Voilà, me semble-t-il,
une belle leçon d'énergie morale... Qu'ils en prennent
de la graine, tous ceux qui, sans même avoir atteint l'âge
des frères Isola, ne savent, dans leur malheur, que se lamenter,
renoncer, abdiquer. C'est la funeste philosophie que condensent les
vers bien connus :
Quand on a tout perdu et qu'on n'a plus d'espoir,
On prend un pan d'sa ch'mis' pour s'en
faire un mouchoir.
Les frères Isola ont préféré se servir de
leur mouchoir pour leurs tours d'escamotage, et c'est pourquoi leur
histoire devrait être contée dans la Morale en action.

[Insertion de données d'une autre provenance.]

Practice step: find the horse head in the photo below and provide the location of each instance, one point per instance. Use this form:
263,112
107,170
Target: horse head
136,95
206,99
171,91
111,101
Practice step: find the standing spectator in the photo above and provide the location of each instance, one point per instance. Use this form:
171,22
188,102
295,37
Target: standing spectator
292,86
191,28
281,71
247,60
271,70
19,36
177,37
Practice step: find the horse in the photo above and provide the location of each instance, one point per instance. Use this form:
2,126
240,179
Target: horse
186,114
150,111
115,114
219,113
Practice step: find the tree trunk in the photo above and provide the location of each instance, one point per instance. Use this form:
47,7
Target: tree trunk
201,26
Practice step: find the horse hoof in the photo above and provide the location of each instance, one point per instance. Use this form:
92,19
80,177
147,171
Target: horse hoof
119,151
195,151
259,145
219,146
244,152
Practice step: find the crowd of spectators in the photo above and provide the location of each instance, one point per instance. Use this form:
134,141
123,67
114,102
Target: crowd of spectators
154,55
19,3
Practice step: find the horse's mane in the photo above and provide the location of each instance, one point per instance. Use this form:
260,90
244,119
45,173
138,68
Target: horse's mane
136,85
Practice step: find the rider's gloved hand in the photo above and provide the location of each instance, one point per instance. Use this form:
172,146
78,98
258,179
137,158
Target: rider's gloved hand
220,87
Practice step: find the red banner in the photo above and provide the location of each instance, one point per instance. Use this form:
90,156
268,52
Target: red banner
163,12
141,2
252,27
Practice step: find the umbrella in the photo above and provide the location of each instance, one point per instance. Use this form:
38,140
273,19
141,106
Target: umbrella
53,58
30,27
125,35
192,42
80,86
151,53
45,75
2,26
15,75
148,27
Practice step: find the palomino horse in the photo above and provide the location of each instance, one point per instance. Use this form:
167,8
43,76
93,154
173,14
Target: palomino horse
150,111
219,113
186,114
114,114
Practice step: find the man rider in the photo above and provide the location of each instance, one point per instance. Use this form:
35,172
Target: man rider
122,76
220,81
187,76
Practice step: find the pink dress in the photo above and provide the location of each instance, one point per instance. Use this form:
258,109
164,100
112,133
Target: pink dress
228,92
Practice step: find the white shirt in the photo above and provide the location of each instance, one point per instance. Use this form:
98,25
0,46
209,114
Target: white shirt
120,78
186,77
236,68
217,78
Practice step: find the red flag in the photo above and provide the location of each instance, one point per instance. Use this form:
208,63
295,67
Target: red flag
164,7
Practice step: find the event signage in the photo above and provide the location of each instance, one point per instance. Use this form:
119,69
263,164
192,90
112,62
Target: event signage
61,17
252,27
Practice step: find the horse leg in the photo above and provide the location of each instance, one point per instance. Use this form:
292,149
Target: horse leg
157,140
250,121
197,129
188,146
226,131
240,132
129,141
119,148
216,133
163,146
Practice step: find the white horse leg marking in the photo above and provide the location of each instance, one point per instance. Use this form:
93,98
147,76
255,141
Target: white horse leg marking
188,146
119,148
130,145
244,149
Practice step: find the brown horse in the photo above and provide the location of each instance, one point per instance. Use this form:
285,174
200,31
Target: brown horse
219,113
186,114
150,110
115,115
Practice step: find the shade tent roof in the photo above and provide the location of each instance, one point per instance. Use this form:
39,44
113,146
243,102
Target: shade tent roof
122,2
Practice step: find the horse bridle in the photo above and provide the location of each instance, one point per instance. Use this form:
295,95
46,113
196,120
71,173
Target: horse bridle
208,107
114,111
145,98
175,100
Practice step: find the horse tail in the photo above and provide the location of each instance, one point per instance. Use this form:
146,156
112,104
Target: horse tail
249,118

La plus belle des devises est, me semble-t-il, « Quand même
! » Et j'admirerai toujours Paul Déroulède
de l'avoir choisie, créée peut-être, pour sa Ligue
des patriotes : ces deux seuls mots répondent avec une éloquence,
une vigueur cornélienne, à toutes les phrases des professeurs
de découragement.
Clemenceau était au plus mal avec Déroulède,
mais il eut, lui aussi, son « Quand même ! » Abandonné,
renié, injurié, impopulaire, battu aux élections,
il semblait écrasé définitivement et, le fait est
que, pendant dix ans, tel Lauzun à Pignerol,
il fut comme s'il n'avait jamais rien été... Puis Clémenceau
prit sa revanche sur le destin, rentra au Parlement, devint ministre,
président du conseil, dictateur acclamé, et sauva son
pays. Lauzun, lui, rentra à la cour, redevint capitaine des gardes
du corps, reconquit la faveur du roi, mais perdit, il est vrai, celles
de la Grande Mademoiselle.
« Quand même ! »,
ne pas céder, ne pas se reconnaître vaincu. C'est la leçon
que nous donnent les frères Isola et vous voyez, ils ont escamoté
la guigne elle-même : c'est moins de l'adresse que de la volonté.